Is it true that girls tend to be attracted to the guys
that give them the least amount of attention?

…as answered on Quora….

No. But women (and girls) are often attracted to men (and boys) who show enough strength and confidence not to fall all over themselves in a mad rush to fawn over the objects of their affection and lust.

Women tend to admire strength, confidence. Men who attend to women too earnestly often turn women off.

There is an antimony here. It may seem schizoid. But we humans have more than one need we aim to fill when we seek to mate, and those distinct needs drive us to behaviors that can seem paradoxical. Some of our desires and standards are buried deep on one level, while others burst out, unmissable, into the open. Though it is dangerous to cite studies that only back up one’s favored point of view, I merely note here that some studies have shown that women tend to prefer different types of men at different times in their hormonal cycles. It might be helpful to learn this lore, which is developing in evolutionary psychology. (I’d avoid “women’s studies” because these “disciplines” — wholly the creatures of feminism and state subsidy — appear relentlessly ideological and unscientific.)

And men, too, have seemingly contradictory and transitory impulses. The lore on this is commonplace. Men are said to “only want sex” (sexual gratification) and yet they move heaven and earth to please women and take care of children.

How the welfare state, feminism and sexual (“gender”) egalitarianism have affected the playing out in individual men and in society of these two quite distinct urges is the subject of ongoing ideological conflict. The current trend of outing creepy, rapey men in politics and in the performing arts (but I repeat myself) for their abusive behaviors is not unrelated.
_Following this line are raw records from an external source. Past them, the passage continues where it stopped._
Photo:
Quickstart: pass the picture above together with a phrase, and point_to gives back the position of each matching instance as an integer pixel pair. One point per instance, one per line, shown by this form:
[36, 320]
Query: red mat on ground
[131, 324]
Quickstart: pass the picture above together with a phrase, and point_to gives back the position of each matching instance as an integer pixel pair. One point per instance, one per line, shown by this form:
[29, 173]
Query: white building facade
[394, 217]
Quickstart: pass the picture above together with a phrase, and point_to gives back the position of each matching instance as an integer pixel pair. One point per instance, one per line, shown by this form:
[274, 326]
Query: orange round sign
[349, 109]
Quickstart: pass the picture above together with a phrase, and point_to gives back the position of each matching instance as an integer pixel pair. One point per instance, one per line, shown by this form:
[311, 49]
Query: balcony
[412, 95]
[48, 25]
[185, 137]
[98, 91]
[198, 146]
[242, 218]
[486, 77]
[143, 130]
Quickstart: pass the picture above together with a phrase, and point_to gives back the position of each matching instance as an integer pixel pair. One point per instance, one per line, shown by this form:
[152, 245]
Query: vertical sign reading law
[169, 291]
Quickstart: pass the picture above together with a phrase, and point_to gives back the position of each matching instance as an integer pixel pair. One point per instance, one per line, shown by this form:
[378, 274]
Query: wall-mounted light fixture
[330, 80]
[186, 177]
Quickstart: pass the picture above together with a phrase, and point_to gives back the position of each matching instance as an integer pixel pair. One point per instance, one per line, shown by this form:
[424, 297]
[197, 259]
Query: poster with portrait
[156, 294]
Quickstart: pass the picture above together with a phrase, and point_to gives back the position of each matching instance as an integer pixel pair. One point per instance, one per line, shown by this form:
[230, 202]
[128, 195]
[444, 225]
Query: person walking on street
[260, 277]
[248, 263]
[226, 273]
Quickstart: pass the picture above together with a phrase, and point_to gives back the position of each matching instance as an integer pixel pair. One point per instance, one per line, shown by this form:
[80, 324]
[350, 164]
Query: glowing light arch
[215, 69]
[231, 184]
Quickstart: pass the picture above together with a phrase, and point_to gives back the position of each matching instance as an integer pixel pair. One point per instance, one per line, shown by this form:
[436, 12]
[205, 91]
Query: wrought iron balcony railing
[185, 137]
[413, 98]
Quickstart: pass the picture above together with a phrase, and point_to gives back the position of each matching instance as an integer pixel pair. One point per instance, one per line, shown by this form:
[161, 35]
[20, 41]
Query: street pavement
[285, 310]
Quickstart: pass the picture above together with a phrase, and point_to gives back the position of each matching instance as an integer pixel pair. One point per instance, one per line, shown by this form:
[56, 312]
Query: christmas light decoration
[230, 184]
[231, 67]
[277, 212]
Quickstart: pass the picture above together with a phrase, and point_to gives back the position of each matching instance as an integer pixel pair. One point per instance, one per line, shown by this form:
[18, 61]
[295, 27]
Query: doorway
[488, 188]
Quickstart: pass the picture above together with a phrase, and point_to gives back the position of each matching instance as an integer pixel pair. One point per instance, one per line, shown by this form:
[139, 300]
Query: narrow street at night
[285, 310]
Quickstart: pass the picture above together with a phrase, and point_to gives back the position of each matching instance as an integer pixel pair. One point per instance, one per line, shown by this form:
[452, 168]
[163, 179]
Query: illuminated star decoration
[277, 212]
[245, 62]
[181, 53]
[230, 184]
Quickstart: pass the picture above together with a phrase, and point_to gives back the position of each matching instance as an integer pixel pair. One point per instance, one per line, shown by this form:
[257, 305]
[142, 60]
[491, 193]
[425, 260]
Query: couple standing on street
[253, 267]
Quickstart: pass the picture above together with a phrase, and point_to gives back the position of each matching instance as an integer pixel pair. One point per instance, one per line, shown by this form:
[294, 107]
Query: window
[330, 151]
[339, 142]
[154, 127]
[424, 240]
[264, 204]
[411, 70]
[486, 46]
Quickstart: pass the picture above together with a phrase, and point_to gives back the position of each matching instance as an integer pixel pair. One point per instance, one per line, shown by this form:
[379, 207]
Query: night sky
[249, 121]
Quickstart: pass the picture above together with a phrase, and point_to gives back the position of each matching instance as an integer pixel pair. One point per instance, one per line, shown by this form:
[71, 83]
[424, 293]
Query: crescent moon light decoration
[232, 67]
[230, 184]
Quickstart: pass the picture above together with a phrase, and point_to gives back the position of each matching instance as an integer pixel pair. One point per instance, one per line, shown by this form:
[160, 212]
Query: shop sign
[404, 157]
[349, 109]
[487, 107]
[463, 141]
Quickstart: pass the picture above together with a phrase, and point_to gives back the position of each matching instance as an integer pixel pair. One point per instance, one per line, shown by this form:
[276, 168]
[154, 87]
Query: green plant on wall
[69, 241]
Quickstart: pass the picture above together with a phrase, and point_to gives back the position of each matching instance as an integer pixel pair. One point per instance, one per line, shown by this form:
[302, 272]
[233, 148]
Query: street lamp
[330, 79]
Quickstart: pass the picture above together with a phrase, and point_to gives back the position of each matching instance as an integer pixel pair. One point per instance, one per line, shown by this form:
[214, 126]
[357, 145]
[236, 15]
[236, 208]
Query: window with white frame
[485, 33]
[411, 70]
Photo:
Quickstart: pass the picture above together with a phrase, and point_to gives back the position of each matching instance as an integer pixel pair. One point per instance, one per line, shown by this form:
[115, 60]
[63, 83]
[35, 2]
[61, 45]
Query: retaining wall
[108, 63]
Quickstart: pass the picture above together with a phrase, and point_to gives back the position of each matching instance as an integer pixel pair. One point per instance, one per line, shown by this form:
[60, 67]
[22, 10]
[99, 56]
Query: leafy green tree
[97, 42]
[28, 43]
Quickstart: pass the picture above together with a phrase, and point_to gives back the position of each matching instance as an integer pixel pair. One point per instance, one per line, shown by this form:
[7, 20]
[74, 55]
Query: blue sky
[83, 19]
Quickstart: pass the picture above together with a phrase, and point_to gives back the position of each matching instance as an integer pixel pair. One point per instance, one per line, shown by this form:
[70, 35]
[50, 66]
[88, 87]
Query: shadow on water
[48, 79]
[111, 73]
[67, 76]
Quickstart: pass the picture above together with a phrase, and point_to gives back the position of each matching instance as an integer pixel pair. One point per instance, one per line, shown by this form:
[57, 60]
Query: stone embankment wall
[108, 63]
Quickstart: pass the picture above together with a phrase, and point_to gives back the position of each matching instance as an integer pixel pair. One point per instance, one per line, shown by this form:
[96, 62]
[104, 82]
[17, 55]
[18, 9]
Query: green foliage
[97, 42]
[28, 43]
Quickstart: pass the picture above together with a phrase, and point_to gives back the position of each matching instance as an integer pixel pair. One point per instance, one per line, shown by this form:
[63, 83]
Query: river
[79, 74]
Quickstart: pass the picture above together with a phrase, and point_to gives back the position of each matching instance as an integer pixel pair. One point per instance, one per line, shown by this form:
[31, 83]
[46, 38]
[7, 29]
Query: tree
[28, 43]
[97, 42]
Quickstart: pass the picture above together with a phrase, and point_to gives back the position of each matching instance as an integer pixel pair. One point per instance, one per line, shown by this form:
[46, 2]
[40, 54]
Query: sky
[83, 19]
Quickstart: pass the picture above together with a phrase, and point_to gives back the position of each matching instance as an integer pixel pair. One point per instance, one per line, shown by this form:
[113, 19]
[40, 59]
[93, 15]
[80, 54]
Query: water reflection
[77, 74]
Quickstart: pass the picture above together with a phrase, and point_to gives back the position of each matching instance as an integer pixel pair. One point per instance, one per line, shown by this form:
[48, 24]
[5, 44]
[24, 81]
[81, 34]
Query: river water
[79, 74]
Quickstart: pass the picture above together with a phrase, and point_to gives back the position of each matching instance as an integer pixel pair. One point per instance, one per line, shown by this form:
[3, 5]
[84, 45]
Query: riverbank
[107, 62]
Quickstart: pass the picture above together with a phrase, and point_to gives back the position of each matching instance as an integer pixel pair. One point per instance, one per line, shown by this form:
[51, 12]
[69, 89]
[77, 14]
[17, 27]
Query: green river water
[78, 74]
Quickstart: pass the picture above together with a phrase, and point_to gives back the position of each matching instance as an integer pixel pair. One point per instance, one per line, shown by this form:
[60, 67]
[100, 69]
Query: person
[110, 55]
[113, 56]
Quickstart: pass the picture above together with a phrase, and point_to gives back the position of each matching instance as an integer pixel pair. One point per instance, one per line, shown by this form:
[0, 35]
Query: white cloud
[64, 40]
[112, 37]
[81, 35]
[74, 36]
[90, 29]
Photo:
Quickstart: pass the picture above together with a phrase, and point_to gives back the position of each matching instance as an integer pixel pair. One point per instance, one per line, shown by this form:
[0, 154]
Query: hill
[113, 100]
“The least amount of attention” in the question references, I gather, the “cool stance,” a sexual strategy very common in developed capitalist society. This stance is liken unto “peacock feathers” and other extravagant plumage among birds, and massive antlers in ungulates — aesthetic excesses that subtly signal strength. The idea being that “I am so strong I can afford to ‘waste’ resources on ‘useless’ beauty.” Women are programmed to admire strength. The species would not have survived had they not found mates strong enough to protect them and their babies. The cool stance, as well as drug use (tobacco, alcohol, cocaine, heroin — the more dangerous the stronger the signal) attracts those attracted to power, seeking natural signs of power.

But coolness is just one strategy that can signal male power. Another is behaving like a criminal, like “an asshole.” You know, as in “bad boys.” It is a staple of narrative fiction and feminist dispute to note just how common this is. More obvious signals of male power are wealth (“like my shiny new car?”), athletic prowess, and uniformed military and police service.

Intelligence, of all things, has even been known to serve to attract women. Whodathunk?

So, there are a variety of strategies available, for both men and women, to attract mates.

There is no one dimension, and certainly no single strategy, upon which sexual selection and the mating market play.


See, among many possible references, The Origins of Cool in Postwar America (2017), by Joel Dinerstein (I purchased a copy but have not found time to read it yet; it looks great), and The Mating Mind: How Sexual Choice Shaped the Evolution of Human Nature (2001), by Geoffrey Miller.